31.1 Passing addition variables
If the user wishes to pass additional variables to the user
functions written the parameters need to be included in the
Prob structure. The code snippets below illustrates how to do
it.
In the main function where TOMLAB is called do:
Prob = *Assign(...);
Prob.user.a = a;
Prob.user.b = b;
Result = tomRun('solver', Prob, 1);
If for example the objective function needs the additional variables
a and b do the following in the file:
function f = myobjective(x, Prob)
a = Prob.user.a;
b = Prob.user.b;
f = sum(x)*a + sum(x.^3)*b;
31.2 Using Patterns
For most problems it is critical to set the proper problem patterns
(
ConsPattern,
HessPattern and
d2LPattern) for
memory allocation purposes and to speed up numerical
differentiation. If analytical derivatives are given only the memory
benefit will be seen.
See for example the minlpQG problem and use the following code:
minlpQG
Prob.ConsDiff = 1;
Result = tomRun('npsol', Prob, 1);
Prob.ConsDiff = 11;
Result = tomRun('npsol', Prob, 1);
As can be seen only 43 constraint evaluations are done for the
second run with NPSOL. The reason being that the solver (numerical
differentiation routines) can see which variables to perturb at the
same time from the
ConsPattern.
31.3 Solver Timings
Comparing different solvers with solution times under 5-10 seconds
may yield incorrect results. When running a problem and a solver for
the first time general overhead and loading of dll's consume the
majority of the time. The following code illustrates the problem:
clear all
Prob = probInit('lp_prob', 1);
R = tomRun('minos', Prob, 1);
R = tomRun('minos', Prob, 1);
The first run may report a solution time around 0.3 seconds, while
the second run shows that the real time spent on optimization is
less than 0.01 seconds. When evaluating different solver solutions,
all tests need to be run at least twice (more recommended).

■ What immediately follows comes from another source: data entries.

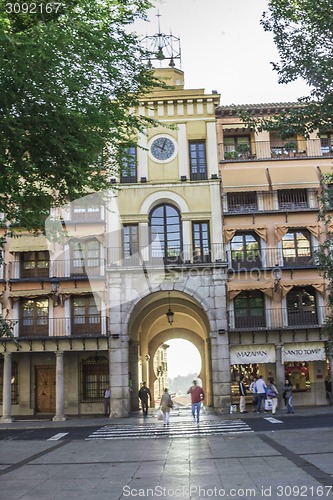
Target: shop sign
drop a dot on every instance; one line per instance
(311, 351)
(245, 355)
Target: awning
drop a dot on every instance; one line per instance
(247, 354)
(309, 351)
(282, 229)
(287, 285)
(229, 232)
(16, 294)
(236, 287)
(28, 243)
(292, 177)
(244, 179)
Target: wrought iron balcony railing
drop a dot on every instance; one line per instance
(287, 258)
(266, 150)
(185, 255)
(77, 326)
(70, 268)
(270, 319)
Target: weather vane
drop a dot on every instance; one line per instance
(161, 47)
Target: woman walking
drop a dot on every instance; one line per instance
(288, 396)
(166, 405)
(272, 393)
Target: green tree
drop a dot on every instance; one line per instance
(324, 254)
(69, 74)
(303, 35)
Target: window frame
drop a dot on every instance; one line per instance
(198, 160)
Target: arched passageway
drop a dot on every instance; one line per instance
(149, 329)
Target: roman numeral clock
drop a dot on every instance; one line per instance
(162, 148)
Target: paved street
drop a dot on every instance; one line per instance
(137, 458)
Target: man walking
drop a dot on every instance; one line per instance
(106, 401)
(144, 395)
(261, 390)
(242, 395)
(197, 396)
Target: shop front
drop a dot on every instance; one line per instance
(250, 361)
(306, 368)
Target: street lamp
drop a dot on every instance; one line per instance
(169, 314)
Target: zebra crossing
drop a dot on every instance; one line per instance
(180, 429)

There are ways to avoid the extra overhead associated with the
driver routines
tomRun. For example one can call the solver
directly.
clear all
Prob = probInit('lp_prob', 1);
Prob = ProbCheck(Prob, 'minos');
R = minosTL(Prob);
PrintResult(R);
This is especially important when recursively calling the solver.
31.4 Recursive Calls
When doing recursive calls to a solver and modifying some of the
inputs (not the size of the problem) one should call the solver as
shown above. This minimizes the overhead during the solver call.

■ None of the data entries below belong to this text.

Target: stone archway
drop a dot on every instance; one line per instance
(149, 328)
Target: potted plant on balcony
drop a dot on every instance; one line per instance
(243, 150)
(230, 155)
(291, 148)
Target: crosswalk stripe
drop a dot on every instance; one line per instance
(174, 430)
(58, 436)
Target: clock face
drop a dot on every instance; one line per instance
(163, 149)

Warm start is commonly used when doing recursive calls. Several of
the TOMLAB solvers support warm start.
clear all
Prob = probInit('lp_prob', 1);
R = tomRun('minos', Prob, 1);
Prob = WarmDefSOL('minos', Prob, R);
R = tomRun('minos', Prob, 1);
Similar code will work for MINOS (also LP-, QP-MINOS), SNOPT, SQOPT,
NPSOL, NLSSOL, LPOPT, QPOPT, LSSOL.
When running the TOMLAB /MINLP solvers the following code is needed.
Observe that only BQPD and filterSQP can be warm started, while
miqpBB and minlpBB accept a starting point.
clear all
Prob = probInit('con_prob', 10);
R = tomRun('filterSQP', Prob, 1);
Prob = WarmDefDUNDEE('filterSQP', Prob, R);
R = tomRun('filterSQP', Prob, 1);
It is also possible to warm start TOMLAB /CPLEX for LP problems
(only simplex solvers). When doing this one has to supply a basis.

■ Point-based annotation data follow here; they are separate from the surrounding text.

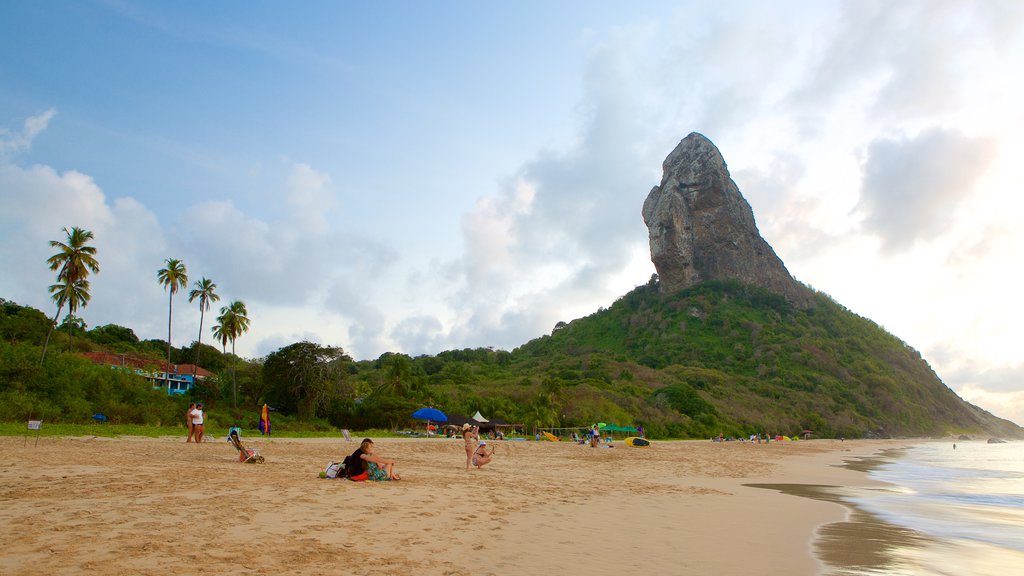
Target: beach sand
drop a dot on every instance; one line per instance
(133, 505)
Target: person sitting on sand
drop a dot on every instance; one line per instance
(371, 466)
(469, 436)
(481, 455)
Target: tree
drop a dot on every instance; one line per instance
(73, 295)
(304, 377)
(233, 321)
(220, 332)
(172, 278)
(75, 259)
(205, 290)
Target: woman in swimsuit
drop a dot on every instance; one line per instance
(374, 466)
(469, 436)
(192, 432)
(481, 455)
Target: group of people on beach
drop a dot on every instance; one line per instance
(366, 464)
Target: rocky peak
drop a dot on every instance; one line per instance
(700, 228)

See 'help cplex' for more information.
The global solvers in the TOMLAB Base Module and TOMLAB /CGO are
easily warm started. One simply sets
Prob.WarmStart = 1
before calling the solver the second round.
31.5 Verifying Problems
There are several routines and functionality in TOMLAB for verifying
problem setup.
checkDerivs can be used to check the absolute
error of user supplied derivatives.
checkFuncs make general
user function checking and problem validation. One can also check
the derivatives with for example SNOPT, MINOS and NPSOL. The code
below illustrates how to generate a print file for further analysis.
clear all
Prob = probInit('con_prob', 10);
Prob.SOL.optPar(1) = 111111; % Major print level
Prob.SOL.optPar(2) = 10; % Minor print level
Prob.SOL.optPar(13) = 3; % Verify level
Prob.SOL.PrintFile = 'snoptP.txt'; % SNOPT print file name
Prob.SOL.SummFile = 'snoptS.txt'; % SNOPT summary file name
R = tomRun('snopt', Prob, 1);
The print file
snoptP.txt will provide details on the user
supplied derivatives. Observe that this checking should never be
done for production code. Once the derivatives have been verified it
is recommended to set Prob.SOL.optPar(13) = -1 to avoid one extra
function call.
31.6 Optimization Toolbox
There is an optimization toolbox interface included in
/tomlab/optim
. These routines can be used for quick testing
of the TOMLAB capabilities when problems are setup for use with
optimization toolbox. In general, the routines should be avoided as
unnecessary overhead is introduced from the format conversion. If
one has embedded calls they should be used as is.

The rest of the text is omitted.